Nonetheless, to compare conservative resistance to same-sex unions in 2015 as being somehow on par with attitudes to racial equality in 1965 or slavery in 1865 is intellectually dishonest and absurd. Interracial marriage was regularly practiced in areas of medieval Europe, such as Moorish Spain, where cultures and ethnicities collided. The people of Malta, where the Knights Hospitaller made their headquarters and turned it into a bastion of Christian resistance to Ottoman incursions in Europe, were descended from miscegeny between Italians and Arabs. Same-sex unions or even the desire to establish them, on the other hand, have no precedent whatsoever in western history, even in those societies such as ancient Athens where homosexuality was widespread. No, Muder's "new normal", to the historian, is much more aptly compared to the social changes, the "new normals", that led to the re-establishment of slavery and the creation of new classifications of people, backed by the interests of commerce above all else, at the end of Europe's Middle Ages. Unfortunately, even though a column on Slate, of all places, has made a critical distinction between the two, this uncomfortable conclusion will not be permitted in polite company within a few years, if it even is now. The only thing I ask is this: to all you casting directors out there, if you absolutely must cast someone to play as me in the role of Rational Homoskeptic #4 for your upcoming, Oscar award-winning biopic on Obergefell v. Hodges and the triumph of marriage equality for all, I think Benedict Cumberbatch would be a good fit if you can't get Rufus Sewell or James Frain.

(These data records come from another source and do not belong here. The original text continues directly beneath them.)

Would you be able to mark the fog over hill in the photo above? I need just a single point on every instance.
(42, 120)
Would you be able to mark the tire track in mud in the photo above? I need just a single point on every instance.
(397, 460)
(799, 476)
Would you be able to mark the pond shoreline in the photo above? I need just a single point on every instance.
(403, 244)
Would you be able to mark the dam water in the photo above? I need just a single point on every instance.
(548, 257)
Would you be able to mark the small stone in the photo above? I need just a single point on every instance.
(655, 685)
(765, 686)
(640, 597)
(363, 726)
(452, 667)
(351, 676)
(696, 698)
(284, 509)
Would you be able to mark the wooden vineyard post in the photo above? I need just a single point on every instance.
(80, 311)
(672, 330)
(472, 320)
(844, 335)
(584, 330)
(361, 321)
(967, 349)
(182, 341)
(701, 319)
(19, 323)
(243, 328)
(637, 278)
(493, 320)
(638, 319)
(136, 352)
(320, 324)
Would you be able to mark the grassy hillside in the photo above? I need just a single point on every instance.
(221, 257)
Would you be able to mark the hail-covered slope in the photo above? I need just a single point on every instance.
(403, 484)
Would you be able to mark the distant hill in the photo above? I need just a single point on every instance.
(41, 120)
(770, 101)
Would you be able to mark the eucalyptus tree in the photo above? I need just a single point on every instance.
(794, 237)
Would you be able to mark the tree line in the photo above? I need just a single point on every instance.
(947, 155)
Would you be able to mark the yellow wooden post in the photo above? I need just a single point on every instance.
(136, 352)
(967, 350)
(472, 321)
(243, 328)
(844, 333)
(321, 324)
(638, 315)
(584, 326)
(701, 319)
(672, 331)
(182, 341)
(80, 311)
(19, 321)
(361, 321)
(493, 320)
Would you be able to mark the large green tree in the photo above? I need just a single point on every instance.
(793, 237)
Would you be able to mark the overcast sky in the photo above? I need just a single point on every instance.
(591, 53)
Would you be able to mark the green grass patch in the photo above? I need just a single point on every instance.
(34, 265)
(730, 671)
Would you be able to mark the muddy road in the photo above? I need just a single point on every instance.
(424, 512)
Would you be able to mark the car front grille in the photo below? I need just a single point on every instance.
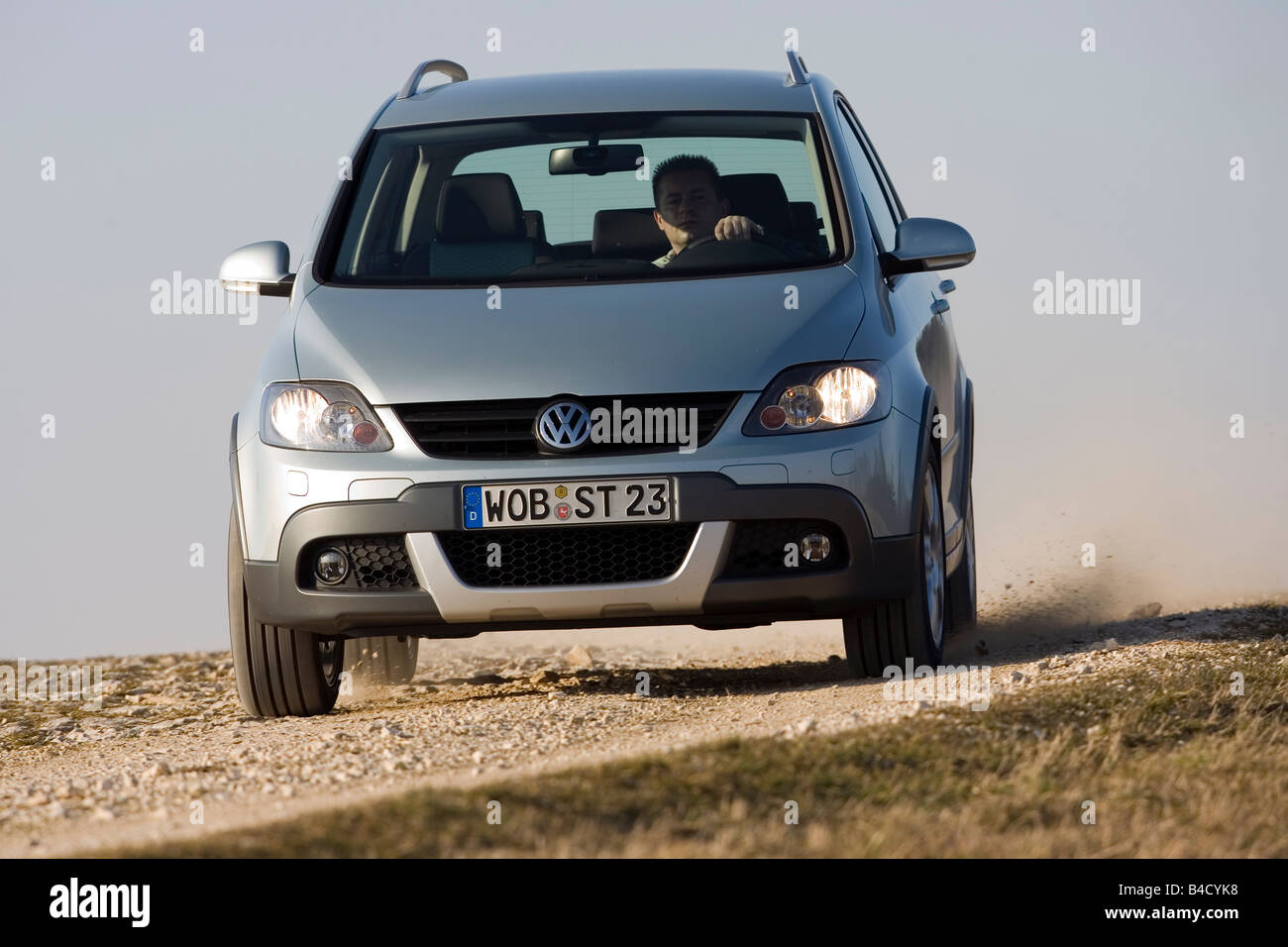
(494, 429)
(375, 562)
(567, 556)
(758, 548)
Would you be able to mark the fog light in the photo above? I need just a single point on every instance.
(815, 547)
(331, 566)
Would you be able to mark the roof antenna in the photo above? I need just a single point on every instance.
(797, 71)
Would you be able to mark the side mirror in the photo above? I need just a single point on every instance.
(263, 268)
(926, 243)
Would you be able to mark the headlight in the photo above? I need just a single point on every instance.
(820, 397)
(320, 416)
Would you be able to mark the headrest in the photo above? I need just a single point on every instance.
(761, 197)
(535, 224)
(627, 232)
(480, 206)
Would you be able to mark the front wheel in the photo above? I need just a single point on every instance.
(279, 672)
(890, 633)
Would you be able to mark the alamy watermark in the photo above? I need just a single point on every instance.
(945, 684)
(192, 296)
(1077, 296)
(54, 684)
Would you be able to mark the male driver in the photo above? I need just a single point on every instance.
(687, 205)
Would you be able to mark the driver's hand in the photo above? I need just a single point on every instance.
(737, 228)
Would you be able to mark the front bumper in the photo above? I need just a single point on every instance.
(698, 592)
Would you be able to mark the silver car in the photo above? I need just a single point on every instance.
(524, 381)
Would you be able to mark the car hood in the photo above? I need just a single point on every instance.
(590, 339)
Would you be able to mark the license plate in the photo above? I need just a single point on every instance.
(568, 502)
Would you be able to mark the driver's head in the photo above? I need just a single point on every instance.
(687, 201)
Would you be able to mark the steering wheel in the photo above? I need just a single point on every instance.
(706, 252)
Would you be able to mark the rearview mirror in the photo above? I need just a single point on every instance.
(263, 268)
(595, 158)
(926, 243)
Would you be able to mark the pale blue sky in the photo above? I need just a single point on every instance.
(1111, 163)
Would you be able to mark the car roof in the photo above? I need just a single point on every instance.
(618, 90)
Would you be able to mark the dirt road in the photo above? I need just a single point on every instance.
(170, 754)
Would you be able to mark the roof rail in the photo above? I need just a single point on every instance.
(454, 71)
(797, 71)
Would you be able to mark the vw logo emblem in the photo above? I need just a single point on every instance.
(563, 425)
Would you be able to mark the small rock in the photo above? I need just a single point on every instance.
(1149, 609)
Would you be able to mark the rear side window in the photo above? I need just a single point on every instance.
(884, 217)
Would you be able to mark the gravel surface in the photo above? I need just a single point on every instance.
(171, 754)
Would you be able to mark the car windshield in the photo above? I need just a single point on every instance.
(572, 197)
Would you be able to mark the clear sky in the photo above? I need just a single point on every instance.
(1113, 163)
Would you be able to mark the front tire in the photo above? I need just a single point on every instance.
(890, 633)
(279, 672)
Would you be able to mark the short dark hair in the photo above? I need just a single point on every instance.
(684, 162)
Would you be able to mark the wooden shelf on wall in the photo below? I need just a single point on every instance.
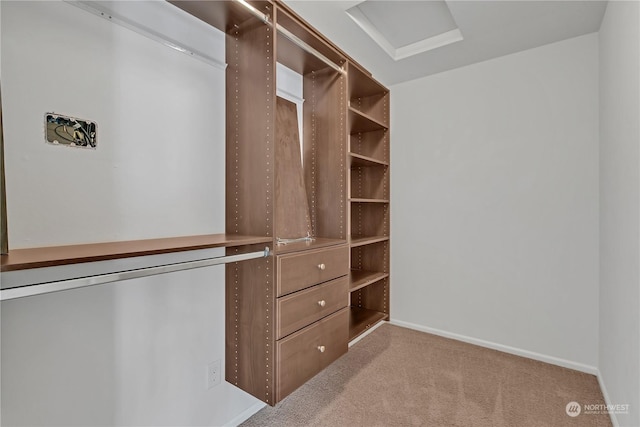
(359, 279)
(21, 259)
(361, 319)
(360, 241)
(361, 200)
(358, 160)
(361, 122)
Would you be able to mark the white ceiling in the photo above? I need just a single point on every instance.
(403, 40)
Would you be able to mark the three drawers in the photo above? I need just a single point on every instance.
(307, 352)
(312, 321)
(305, 269)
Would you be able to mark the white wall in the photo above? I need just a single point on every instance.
(495, 203)
(620, 207)
(160, 130)
(132, 352)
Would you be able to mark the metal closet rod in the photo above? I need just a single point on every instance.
(292, 37)
(82, 282)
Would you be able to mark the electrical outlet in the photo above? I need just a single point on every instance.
(213, 374)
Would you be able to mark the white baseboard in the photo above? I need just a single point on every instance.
(244, 416)
(607, 400)
(500, 347)
(364, 334)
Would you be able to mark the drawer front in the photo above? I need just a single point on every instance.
(295, 311)
(305, 269)
(307, 352)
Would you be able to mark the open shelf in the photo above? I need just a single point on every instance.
(361, 319)
(361, 122)
(359, 279)
(362, 85)
(21, 259)
(359, 160)
(316, 243)
(358, 200)
(224, 15)
(361, 241)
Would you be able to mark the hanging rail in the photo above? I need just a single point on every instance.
(292, 37)
(308, 48)
(81, 282)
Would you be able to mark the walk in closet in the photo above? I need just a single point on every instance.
(324, 202)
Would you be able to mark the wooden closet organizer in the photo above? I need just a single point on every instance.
(290, 315)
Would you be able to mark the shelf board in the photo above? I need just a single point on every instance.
(362, 85)
(361, 241)
(361, 122)
(361, 319)
(364, 161)
(224, 15)
(317, 242)
(21, 259)
(359, 279)
(359, 200)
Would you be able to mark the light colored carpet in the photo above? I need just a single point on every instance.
(401, 377)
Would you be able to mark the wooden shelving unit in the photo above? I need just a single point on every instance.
(359, 160)
(369, 227)
(346, 180)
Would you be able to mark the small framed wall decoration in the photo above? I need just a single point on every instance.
(70, 131)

I'll even take Keanu. Just, whatever you do, don't choose Rob Schneider just because you saw him on a list of half-Asian actors and he was the cheapest option. Then I would be forced to write a bad review for your movie.

P.S. Earlier this week, I published an article for Independence Day on English liberty and common law, which is of some relevance to today's discussion and which you may read here: English liberty: the tradition of rebellion, America as it could have been, and America as it should be.

P.P.S. The article I linked to on interracial marriage laws from the California Law Review early in this article was published just a few years before Perez vs. Sharp (1948), where the California Supreme Court ruled anti-miscegenation laws unconstitutional in that state. Interestingly, one of the arguments used to strike the laws down was that they infringed upon the couple's First Amendment freedom of religion. The couple, a black man and Mexican woman, were both Catholic. Since the Catholic Church was willing to witness their marriage complete with Mass, the miscegenation laws were deemed to impede their right to marry in the Church. Bet no one saw that coming.

P.P.P.S. In one of the comments to Muder's article, someone shared this thought-provoking op-ed titled A Really, Really, Really Long Post About Gay Marriage That Does Not, In The End, Support One Side Or The Other By Jane Galt. I recommend it if you still have time after reading everything else up to this point.


  1. New France, in typical French fashion, had laws that prohibited interracial marriages (but, oddly enough, not interracial sex) whilst interracial marriages were regularly declared valid by courts.

    I am, however, sceptical about whether or not these laws were taken seriously, especially in Louisiana. The mere existence of the Cajun and Creole populations simply refute any suggestion the laws had any effect.

  2. The first time the Christian view of marriage ever differed from the State's was in ancient Rome when Pope Callixtus I recognized the possibility of marriages between slaves and between slave and free, which was not permitted in Roman law. Now the state has gone too far in the other direction.